Two recent animated movies I watched with my sons over the break — Ron’s Gone Wrong and The Mitchells vs the Machines — deal with the themes of social media, modern tech giants, and the fears that all those hours of staring at our phones, tablets and computer screens is getting in the way of real human connection among family and friends. As far as animated children’s movies go, both movies are really good, but I think Ron’s Gone Wrong had more to say about kids being addicted to social media and their phones in unhealthy ways, featuring iPhone-in-a-rolling-robot devices called “B-Bots.”
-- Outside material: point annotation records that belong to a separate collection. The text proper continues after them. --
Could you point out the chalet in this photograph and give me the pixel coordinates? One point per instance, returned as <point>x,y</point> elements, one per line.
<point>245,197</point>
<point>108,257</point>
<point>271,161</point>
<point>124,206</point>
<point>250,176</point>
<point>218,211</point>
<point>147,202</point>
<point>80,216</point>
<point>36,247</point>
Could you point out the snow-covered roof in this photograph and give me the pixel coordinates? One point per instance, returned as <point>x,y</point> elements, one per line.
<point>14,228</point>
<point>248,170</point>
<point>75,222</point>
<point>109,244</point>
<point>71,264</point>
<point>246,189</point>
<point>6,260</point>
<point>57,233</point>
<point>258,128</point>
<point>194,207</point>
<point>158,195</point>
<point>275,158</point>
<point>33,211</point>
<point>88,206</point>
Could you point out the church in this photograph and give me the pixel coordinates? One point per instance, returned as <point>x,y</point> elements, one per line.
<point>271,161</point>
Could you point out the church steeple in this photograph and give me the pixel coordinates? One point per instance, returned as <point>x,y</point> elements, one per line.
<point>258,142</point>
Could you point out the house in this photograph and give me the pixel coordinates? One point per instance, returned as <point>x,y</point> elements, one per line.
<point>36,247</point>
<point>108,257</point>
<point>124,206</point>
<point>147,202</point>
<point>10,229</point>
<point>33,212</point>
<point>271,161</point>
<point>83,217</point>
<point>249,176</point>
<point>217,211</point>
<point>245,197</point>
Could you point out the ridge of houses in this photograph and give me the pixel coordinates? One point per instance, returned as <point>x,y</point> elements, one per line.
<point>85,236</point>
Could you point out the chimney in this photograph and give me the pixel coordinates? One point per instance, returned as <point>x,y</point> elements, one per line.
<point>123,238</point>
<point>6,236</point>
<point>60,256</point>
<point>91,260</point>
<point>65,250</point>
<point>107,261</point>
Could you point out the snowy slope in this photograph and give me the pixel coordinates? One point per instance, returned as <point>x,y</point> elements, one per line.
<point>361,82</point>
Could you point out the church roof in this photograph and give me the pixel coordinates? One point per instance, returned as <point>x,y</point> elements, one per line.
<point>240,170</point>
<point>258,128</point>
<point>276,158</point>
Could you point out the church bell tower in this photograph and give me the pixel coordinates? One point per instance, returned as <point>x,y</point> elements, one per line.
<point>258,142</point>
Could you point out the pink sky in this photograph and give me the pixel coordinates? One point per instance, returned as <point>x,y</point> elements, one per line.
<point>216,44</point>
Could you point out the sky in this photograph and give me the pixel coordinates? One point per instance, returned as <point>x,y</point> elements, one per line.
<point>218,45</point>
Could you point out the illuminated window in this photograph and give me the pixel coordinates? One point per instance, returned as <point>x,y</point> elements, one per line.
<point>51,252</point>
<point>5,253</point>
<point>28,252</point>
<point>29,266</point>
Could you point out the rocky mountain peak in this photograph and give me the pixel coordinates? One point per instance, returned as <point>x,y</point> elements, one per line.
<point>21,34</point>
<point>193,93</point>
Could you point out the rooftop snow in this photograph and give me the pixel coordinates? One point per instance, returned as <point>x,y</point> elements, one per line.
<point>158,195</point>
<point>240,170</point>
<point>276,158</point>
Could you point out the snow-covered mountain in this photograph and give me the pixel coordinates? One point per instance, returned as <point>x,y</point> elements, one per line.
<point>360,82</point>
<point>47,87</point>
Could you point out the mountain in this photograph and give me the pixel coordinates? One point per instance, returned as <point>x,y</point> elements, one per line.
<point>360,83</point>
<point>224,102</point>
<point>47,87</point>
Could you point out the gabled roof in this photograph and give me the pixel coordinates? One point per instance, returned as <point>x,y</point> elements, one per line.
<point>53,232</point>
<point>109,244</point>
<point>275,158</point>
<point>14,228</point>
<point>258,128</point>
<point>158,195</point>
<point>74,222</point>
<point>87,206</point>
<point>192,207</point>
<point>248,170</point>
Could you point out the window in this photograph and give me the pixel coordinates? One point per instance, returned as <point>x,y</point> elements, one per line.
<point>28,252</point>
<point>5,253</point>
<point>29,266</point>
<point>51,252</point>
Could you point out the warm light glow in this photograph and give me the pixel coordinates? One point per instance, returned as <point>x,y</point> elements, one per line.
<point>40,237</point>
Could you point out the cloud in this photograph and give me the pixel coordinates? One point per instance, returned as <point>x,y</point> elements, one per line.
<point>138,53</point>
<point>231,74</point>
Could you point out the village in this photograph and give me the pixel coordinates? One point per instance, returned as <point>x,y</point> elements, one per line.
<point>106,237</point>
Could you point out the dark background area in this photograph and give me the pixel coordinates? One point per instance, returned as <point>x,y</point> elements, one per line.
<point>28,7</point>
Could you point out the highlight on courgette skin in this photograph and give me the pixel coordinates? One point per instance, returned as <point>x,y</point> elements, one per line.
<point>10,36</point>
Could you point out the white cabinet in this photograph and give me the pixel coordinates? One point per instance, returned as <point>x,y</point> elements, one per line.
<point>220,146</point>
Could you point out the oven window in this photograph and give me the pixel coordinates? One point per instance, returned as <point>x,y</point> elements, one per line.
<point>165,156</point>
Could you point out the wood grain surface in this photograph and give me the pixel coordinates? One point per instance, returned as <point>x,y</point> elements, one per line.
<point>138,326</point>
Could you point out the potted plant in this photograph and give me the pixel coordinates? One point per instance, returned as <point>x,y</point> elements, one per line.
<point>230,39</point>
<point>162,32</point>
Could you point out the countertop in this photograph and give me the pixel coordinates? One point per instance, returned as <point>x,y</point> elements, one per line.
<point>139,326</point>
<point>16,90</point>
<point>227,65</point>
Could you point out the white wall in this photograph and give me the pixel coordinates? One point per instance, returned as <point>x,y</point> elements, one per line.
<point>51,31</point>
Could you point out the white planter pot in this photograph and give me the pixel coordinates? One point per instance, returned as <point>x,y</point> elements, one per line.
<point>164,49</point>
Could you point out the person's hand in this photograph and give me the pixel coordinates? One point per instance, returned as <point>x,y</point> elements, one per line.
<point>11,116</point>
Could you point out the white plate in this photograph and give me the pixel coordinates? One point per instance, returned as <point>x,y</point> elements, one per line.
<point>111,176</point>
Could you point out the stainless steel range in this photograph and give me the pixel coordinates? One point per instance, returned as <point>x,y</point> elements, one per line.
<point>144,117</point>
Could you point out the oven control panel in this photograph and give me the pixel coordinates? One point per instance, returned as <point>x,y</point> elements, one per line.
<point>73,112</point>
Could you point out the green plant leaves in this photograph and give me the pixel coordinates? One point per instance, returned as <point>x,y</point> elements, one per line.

If a modern piece of pop culture fiction features a tech giant, there’s a good chance the CEO will be an openly sinister caricature of either Steve Jobs, Bill Gates, or Mark Zuckerberg. And there’s about a 90 percent chance that the character will have a big product unveiling scene like Jobs used to do with new Apple products, unveiling the plot-driving product that will seem miraculous but have some hidden dark side. There’s a good chance the character will offer some darkly ironic slogan, like, “now, everything in our lives is in the palm of my hand.”
If a movie or tv show features everyone using a new kind of technology, there’s a 50-50 chance that technology will turn out to be a secret form of mind control, or force people to buy things, or be enormously dangerous in one form or another, or the artificial intelligence will turn “evil” and start attempting to enslave humanity. The hero of the story will almost always be someone who doesn’t use the technology, and who does things the old-fashioned way, finding it simpler, more honest and virtuous than all of this modern convenience – “a Timex watch in a digital age,” as the villain taunts in Live Free or Die Hard.
So, here’s the thing: If seemingly everyone is wary, suspicious, or worried about the influence of these products, companies, and corporate titans… why are so many people still using those devices and on those social media networks? If we fear social media and our ubiquitous smartphones are manipulating us, controlling us, corrupting us, or making us dumber . . . how is it that 85 percent of Americans own a smartphone? (TikTok is more or less an extension of Chinese intelligence, and yet everybody under age 25 seems to be using it.)
Is it simply a matter of convenience and laziness? Or is it that we realize that as demonic as these devices and networks may seem in fiction, in real life, they’re… just sort of there? Facebook lost a half-million daily active users in three months in early 2021 – — not exactly a mind-controlling hypnotic device, then. It may seem like everyone is on a particular social media network, but they aren’t; Twitter has significantly fewer users than other sites and apps like Facebook, YouTube, and Instagram – and in the U.S., just 10 percent of tweeters contributed 92 percent of tweets in 2020. We say we can’t live without our phones, and yet we are absent-minded enough to lose about 70 million smartphones per year.
In real life, these new technologies are not quite as pervasive, ubiquitous, and all-seeing and all-controlling as their fictional counterparts.
Our souring feelings towards big tech are complicated; some people are livid with social-media companies for suppressing voices and shutting down discussion of topics like Hunter Biden’s laptop; some worry that the tech companies are helping extremist views flourish and proliferate. Others worry about privacy, and those seemingly all-knowing algorithms after hearing stories like how Target learned that a teenage girl was pregnant from her shopping habits. We rightfully worry whether kids and teenagers can handle the open sewer that is some corners of the Internet; we don’t want kids and teenagers picking up bad and self-destructive ideas like cutting themselves and eating disorders. But most of us also know that simply banning kids from certain social networks until they’re 18, as Peggy Noonan recommended this weekend, is likely to work about as well as other efforts to keep adult materials from teenagers. Ban them from TikTok, Instagram, and YouTube and they’ll just move on to other online ways of communicating with each other.
In the end, most of our problems with social media and new technology are with the users, or how it is used. Our technology problems are, at heart, human being problems. Technology doesn’t change us, so much as it reveals us.
Then again, the consistent sinister portrayal of Big Tech in pop culture may reflect the mentality of screenwriters and directors who were familiar with one way of doing things in Hollywood a decade or two ago, and who now feel overwhelmed, trying to catch up with an entertainment environment dominated by streaming services. Are some of us inclined to believe that anyone who comes along and tries to get us to change the way we’ve always done things must have a sinister agenda? Lord knows that’s the way I feel every time our publishing system changes.